They’re actually putting handcuffs on me. This is new.

“Please step out of the apartment, ma’am.” It’s Officer Ma’am who says this, and Officer McFeely guides me out into the hallway and then keeps me facing the wall.

“Do you have ID?” McFeely asks.

“Yes,” I say. “In my bag, in there on the floor.”

Officer Ma’am goes to collect my bag and get my ID while McFeely stays with me. Once Ma’am has my wallet, he takes off in the elevator.

“Where is he going with my ID?” I ask.

McFeely ignores me.

“I was just painting my friend’s apartment. Is house-painting a crime?”

“No, but breaking and entering is,” he says.

“Berry!”
shouts Natalie, when she exits the elevator with Officer Ma’am. “Yes, I know her.”

“Thank you,” I say.

“What the hell, Berry? Why didn’t you tell me you were heading over?”

Natalie is not amused. “I came home and heard noises in my apartment. I thought I was being robbed! Or about to be raped.”

“Neither,” I say. “See? Lucky you!”

“What were you doing?” she asks.

“I was painting,” I say. “And I finished. And
you’re welcome
. You have all white walls again now, and your place will not look crazy when the interviewers come tomorrow.”

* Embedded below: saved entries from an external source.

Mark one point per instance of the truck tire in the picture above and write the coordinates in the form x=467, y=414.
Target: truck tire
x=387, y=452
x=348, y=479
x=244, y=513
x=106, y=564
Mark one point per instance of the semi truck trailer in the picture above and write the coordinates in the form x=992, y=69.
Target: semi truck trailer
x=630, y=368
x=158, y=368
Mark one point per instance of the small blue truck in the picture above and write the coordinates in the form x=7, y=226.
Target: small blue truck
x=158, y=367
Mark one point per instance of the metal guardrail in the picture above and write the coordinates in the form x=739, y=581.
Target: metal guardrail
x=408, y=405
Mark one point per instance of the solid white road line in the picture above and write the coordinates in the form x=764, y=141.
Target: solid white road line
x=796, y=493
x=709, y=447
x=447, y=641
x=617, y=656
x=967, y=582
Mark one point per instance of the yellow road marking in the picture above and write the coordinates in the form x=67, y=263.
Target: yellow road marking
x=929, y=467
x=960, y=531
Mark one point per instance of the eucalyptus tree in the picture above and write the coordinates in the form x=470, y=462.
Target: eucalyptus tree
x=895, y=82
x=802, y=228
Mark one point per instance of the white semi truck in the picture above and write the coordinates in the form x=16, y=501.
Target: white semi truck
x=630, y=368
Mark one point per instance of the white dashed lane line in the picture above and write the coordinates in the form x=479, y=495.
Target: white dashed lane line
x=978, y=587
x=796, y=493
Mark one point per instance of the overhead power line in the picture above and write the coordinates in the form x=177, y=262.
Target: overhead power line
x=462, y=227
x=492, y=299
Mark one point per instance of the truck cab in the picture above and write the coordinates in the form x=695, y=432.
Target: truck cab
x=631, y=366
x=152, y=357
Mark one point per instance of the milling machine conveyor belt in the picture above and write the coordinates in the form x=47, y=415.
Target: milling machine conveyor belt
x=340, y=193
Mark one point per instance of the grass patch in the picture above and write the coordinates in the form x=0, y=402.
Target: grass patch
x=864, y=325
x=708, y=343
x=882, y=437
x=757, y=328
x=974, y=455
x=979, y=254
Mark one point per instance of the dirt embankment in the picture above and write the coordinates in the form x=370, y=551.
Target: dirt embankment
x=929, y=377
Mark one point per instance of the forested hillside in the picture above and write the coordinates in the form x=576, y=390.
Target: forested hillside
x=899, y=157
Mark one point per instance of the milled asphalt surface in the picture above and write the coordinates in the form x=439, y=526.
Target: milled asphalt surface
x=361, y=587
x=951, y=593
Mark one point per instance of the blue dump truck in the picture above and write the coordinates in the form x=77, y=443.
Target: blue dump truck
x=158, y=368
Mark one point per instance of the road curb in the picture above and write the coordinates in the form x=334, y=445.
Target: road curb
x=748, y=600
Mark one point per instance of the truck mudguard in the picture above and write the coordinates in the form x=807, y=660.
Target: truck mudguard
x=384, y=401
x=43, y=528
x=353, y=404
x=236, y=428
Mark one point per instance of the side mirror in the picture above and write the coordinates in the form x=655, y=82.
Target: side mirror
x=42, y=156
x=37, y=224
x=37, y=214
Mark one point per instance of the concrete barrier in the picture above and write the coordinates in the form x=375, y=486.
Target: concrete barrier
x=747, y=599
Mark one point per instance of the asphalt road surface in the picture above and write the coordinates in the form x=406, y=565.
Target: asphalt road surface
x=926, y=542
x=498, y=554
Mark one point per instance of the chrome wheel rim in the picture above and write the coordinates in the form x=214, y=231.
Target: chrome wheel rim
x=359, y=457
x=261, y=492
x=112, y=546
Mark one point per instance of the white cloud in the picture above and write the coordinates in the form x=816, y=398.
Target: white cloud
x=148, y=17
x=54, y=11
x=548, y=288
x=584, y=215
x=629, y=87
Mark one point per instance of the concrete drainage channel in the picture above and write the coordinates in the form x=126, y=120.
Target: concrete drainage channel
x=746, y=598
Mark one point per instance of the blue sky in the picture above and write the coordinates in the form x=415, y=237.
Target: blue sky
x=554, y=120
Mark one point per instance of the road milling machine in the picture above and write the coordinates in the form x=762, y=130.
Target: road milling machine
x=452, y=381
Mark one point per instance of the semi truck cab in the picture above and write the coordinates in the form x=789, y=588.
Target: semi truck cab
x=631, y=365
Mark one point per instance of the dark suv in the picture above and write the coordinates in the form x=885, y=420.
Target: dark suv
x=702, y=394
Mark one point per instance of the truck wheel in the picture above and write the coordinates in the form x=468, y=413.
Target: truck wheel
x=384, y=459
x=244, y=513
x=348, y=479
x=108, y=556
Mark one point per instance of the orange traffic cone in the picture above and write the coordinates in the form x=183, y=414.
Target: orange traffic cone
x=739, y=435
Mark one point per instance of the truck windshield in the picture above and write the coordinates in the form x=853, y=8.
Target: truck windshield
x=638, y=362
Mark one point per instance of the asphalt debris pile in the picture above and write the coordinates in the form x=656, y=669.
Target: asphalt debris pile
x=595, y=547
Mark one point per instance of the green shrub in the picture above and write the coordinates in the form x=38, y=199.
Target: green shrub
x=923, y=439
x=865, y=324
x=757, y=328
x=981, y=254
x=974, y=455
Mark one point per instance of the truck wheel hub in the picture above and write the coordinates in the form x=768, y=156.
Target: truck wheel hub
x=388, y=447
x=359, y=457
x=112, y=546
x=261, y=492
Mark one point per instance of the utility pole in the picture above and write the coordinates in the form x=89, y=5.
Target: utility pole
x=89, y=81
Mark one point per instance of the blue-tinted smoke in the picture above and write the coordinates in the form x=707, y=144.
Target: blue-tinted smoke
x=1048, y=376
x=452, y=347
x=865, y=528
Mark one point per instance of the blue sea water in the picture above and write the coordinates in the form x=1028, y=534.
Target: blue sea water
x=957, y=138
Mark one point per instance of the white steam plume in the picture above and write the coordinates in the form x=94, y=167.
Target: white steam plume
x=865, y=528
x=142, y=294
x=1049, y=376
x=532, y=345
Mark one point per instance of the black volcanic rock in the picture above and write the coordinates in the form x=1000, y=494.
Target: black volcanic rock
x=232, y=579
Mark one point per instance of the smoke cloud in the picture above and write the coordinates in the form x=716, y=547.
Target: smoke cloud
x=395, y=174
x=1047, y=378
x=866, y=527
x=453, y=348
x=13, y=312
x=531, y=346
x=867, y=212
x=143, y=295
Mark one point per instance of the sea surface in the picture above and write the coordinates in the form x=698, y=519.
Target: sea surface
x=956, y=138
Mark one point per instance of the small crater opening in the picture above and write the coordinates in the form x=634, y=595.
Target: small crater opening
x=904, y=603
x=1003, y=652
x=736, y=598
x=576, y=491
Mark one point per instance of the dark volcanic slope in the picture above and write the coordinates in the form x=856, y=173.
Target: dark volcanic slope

Natalie shakes her head and crosses her arms in front of her chest. “No, I’m looking at the only crazy around here,” she says.

“Ladies, we’re going to need to run checks on you both, so if you could accompany us back downstairs,” McFeely says.

“Checks for what?” Natalie says.

“Warrants … missing persons … wanted persons,” he says. “We’re required by law.”

“So help me God, Berry, if I have some parking ticket warrant and I get arrested now because of you I will kill you.”

“I’ll have to make sure they put us in different cells, then.”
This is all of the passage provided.